Délice a mis ses espoirs dans le détective monsieur Détecté ; Le prince Sergey croise son chemin partout où elle est et, pour calmer ses angoisses elle joue de la harpe encouragée, félicitée par Fraise. Pour se rassurer elle téléphone à ses parents, leur envoie des mails, elle ne trouve plus le courage d’aller les voir, ses amis Fraise et Wladimir arrivent à la distraire. Seul le comte avec ses fantaisies pleines d’imagination calme la douleur de son cœur
- J’ai des nouvelles Délice elles sont minimes mais c’est un pas vers notre but.
Un plaisir évident dans l’attente de Rose avec son plateau garni de petits croissants, de pains aux raisins de petites brioches et la surprise de la confection de petits gâteaux faits par la cuisinière, Délice assise en face du comte s’informe si la matinée est bonne, manifeste ses regrets de ne pas être plus souvent avec le comte la cause : l’heure matinale. Le comte ému prend ses mains puis papillote violemment ses yeux, irrésistible, il envoie Délice par mimétisme à faire quelques œillades ce qui pousse le comte à tapoter sa canne.
Le comte lui souhaite bon appétit.
- Ah ! Monsieur les petits déjeuners de Rose !
Plusieurs petits pots garnissent le plateau Rose pose délicatement les petits gâteaux, les viennoiseries, les petits pots de confiture choisis avec soin, la gourmande Délice sait aller dans la cuisine, mettre son nez dans les casseroles sur le feu, donner son avis, instruire Rose sur un plat inconnu.
Rose au service du comte depuis son jeune âge savait les goûts du comte, elle tentait de varier les mets, c’était sans conviction, le comte semblait indifférant à ses efforts, la venue de Délice avec sa gourmandise lui donna envie de créer des plats, elle rayonnait.

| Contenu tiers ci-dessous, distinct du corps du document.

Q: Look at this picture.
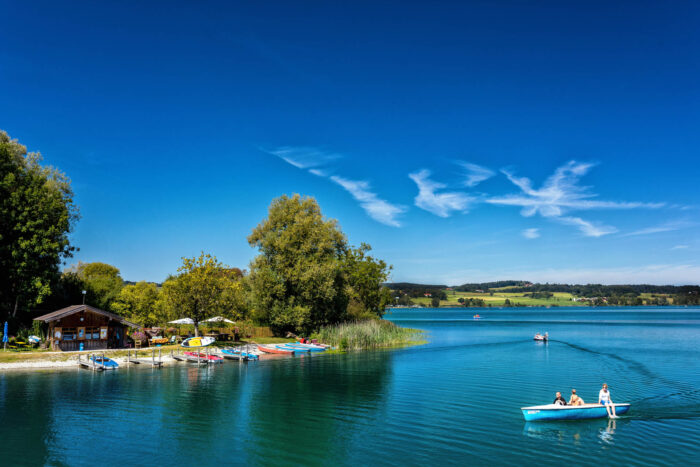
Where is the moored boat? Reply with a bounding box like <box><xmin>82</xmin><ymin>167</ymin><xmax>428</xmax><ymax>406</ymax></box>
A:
<box><xmin>258</xmin><ymin>345</ymin><xmax>295</xmax><ymax>354</ymax></box>
<box><xmin>91</xmin><ymin>355</ymin><xmax>119</xmax><ymax>369</ymax></box>
<box><xmin>521</xmin><ymin>403</ymin><xmax>630</xmax><ymax>421</ymax></box>
<box><xmin>221</xmin><ymin>347</ymin><xmax>259</xmax><ymax>360</ymax></box>
<box><xmin>283</xmin><ymin>343</ymin><xmax>326</xmax><ymax>352</ymax></box>
<box><xmin>534</xmin><ymin>333</ymin><xmax>548</xmax><ymax>341</ymax></box>
<box><xmin>181</xmin><ymin>336</ymin><xmax>216</xmax><ymax>348</ymax></box>
<box><xmin>184</xmin><ymin>351</ymin><xmax>223</xmax><ymax>362</ymax></box>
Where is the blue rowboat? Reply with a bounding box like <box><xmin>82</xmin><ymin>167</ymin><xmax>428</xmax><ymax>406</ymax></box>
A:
<box><xmin>521</xmin><ymin>403</ymin><xmax>630</xmax><ymax>421</ymax></box>
<box><xmin>221</xmin><ymin>348</ymin><xmax>259</xmax><ymax>360</ymax></box>
<box><xmin>91</xmin><ymin>355</ymin><xmax>119</xmax><ymax>369</ymax></box>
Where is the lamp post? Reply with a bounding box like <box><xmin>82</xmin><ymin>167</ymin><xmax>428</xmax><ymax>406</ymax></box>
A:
<box><xmin>82</xmin><ymin>290</ymin><xmax>86</xmax><ymax>305</ymax></box>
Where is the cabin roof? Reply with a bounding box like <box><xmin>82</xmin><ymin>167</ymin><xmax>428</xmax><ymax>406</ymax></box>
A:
<box><xmin>33</xmin><ymin>304</ymin><xmax>139</xmax><ymax>328</ymax></box>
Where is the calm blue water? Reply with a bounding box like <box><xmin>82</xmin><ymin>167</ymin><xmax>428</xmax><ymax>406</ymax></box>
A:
<box><xmin>1</xmin><ymin>307</ymin><xmax>699</xmax><ymax>466</ymax></box>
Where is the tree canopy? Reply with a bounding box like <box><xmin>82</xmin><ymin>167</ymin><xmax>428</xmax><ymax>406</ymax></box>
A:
<box><xmin>247</xmin><ymin>194</ymin><xmax>392</xmax><ymax>334</ymax></box>
<box><xmin>160</xmin><ymin>253</ymin><xmax>245</xmax><ymax>336</ymax></box>
<box><xmin>0</xmin><ymin>130</ymin><xmax>79</xmax><ymax>320</ymax></box>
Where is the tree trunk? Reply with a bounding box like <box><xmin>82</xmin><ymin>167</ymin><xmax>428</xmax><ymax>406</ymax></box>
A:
<box><xmin>194</xmin><ymin>321</ymin><xmax>199</xmax><ymax>337</ymax></box>
<box><xmin>12</xmin><ymin>296</ymin><xmax>19</xmax><ymax>318</ymax></box>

- Vous avez transformé ma cuisinière, Délice, je la connaissais depuis mon adolescence, appliquée, fidèle, je m’en contentais, ses plats cuisinés m’allaient, voilà, depuis que ma petite Délice est là, tout s’est transformé ! Même Rose est plus enjouée, plus vivante, je savoure sa cuisine, que lui avez-vous fait ?
Délice toute rose un petit gâteau dans la main prêt à être dégusté, goûté, savouré en fermant les yeux, regarde le comte.
- Rien monsieur.
La confiture de Rose est excellente, les petits pots ouverts, admirés avant de les goûter les uns après les autres, savourés d’avance, un choix difficile.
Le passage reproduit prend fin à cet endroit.